Closed 2018211801 closed 1 year ago
I noticed that your test dataset has 11810 examples, how many examples can I put at least?
Please be aware that replicating our experiment may involve certain costs, considering the usage of the davinci model and the large number of examples (11810).
To answer your first question, please note that the predicted results will automatically be saved in the predicted_examples.jsonl
file within the output directory. If you run the experiment again with the same output path, the model will skip the samples whose responses have already been generated and will only append the results for the remaining samples.

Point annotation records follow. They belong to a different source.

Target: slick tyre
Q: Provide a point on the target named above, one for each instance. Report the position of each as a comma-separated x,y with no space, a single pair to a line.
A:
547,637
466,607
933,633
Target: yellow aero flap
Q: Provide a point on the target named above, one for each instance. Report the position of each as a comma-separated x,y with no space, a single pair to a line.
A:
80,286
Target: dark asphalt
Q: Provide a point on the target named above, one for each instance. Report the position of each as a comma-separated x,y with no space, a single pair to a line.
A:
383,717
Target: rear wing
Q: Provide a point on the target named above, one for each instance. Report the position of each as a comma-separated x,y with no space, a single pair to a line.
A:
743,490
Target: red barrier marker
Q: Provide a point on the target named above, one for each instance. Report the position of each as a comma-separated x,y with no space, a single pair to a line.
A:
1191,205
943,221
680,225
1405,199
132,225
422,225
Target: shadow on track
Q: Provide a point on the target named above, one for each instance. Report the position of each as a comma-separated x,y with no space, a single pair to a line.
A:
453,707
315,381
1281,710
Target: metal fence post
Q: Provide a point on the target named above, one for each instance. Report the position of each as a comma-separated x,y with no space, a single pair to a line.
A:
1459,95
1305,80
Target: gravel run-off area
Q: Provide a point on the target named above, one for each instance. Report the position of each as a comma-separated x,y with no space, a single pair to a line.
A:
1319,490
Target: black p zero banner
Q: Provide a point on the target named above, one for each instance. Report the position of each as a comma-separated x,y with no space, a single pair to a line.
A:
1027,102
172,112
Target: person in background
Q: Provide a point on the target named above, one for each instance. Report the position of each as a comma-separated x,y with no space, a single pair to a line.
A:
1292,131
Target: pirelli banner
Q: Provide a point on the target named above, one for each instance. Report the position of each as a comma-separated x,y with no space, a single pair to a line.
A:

Regarding your second question, you have the option to modify the list of tasks in the data/splits/default/test_tasks.txt
file to include only a single task, which will then result in 100 instances in total. If you wish to further minimize the number of instances, you can adjust the max_num_instances_per_eval_task
parameter in your run_ICIL.sh
file to the desired number.
Now, To provide you with a rough estimate of the cost, since we are forcing a 2048 max input length, and the cost is $0.02 per 1K token, running a single task with 100 instances will result in $4. In a similar manner, fully replicating our results (11810) will result in $400~$500.
Thank you very much for your patient answer. I was too careless. I have decided to try the open source model GPT-J 6B first.
I just wanted to reproduce your run_ICIL part of the experiment, and it turned out that it cost 28¥ before the experiment was finished!!!Is there a way to save it?